Step 1: Concept Review: This problem requires evaluating a trigonometric function applied to an inverse trigonometric function. The standard approach involves constructing a right-angled triangle to represent the inverse trigonometric function, from which the desired trigonometric ratio can be derived.
Step 2: Core Methodology: Let \( \theta = \tan^{-1}x \). This definition implies that \( \tan\theta = x \). The objective is to determine the value of \( \sin\theta \). A right-angled triangle is an effective visual tool for this relationship.

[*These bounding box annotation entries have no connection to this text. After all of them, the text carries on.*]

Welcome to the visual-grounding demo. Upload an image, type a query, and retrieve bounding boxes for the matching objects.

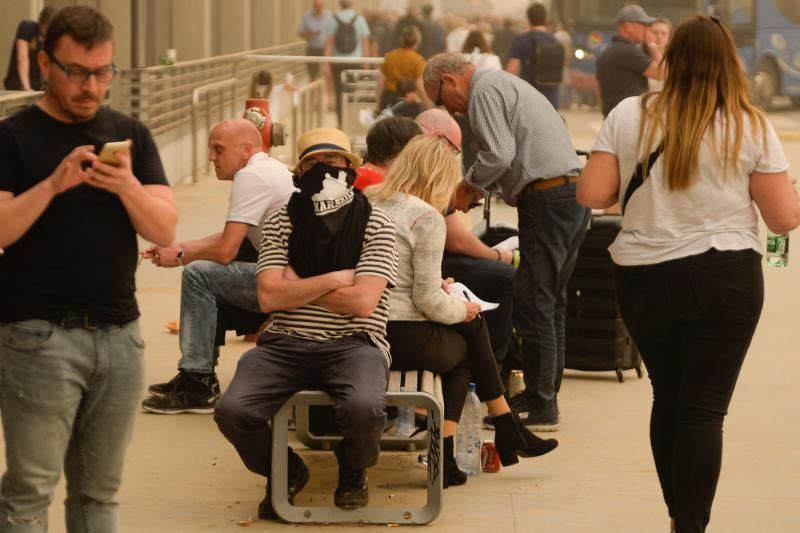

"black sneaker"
[147,370,221,399]
[258,452,311,520]
[142,372,217,415]
[333,446,369,509]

Step 3: In-depth Analysis: Given \( \theta = \tan^{-1}x \), it follows that \( \tan\theta = x \). This can be expressed as \( \tan\theta = \frac{x}{1} \). In the context of a right-angled triangle, \( \tan\theta = \frac{\text{Opposite}}{\text{Adjacent}} \). Consequently, we can assign the side opposite to angle \( \theta \) a length of \( x \) and the adjacent side a length of 1. The hypotenuse is calculated using the Pythagorean theorem:
\[ \text{Hypotenuse}^2 = \text{Opposite}^2 + \text{Adjacent}^2 \]
\[ \text{Hypotenuse}^2 = x^2 + 1^2 = 1 + x^2 \]
\[ \text{Hypotenuse} = \sqrt{1 + x^2} \]
The task is to find \( \sin(\tan^{-1}x) \), which is equivalent to \( \sin\theta \). The formula for \( \sin\theta \) is \( \frac{\text{Opposite}}{\text{Hypotenuse}} \).
\[ \sin\theta = \frac{x}{\sqrt{1+x^2}} \]
Step 4: Conclusion: Thus, the expression \( \sin(\tan^{-1}x) \) simplifies to \( \frac{x}{\sqrt{1+x^2}} \).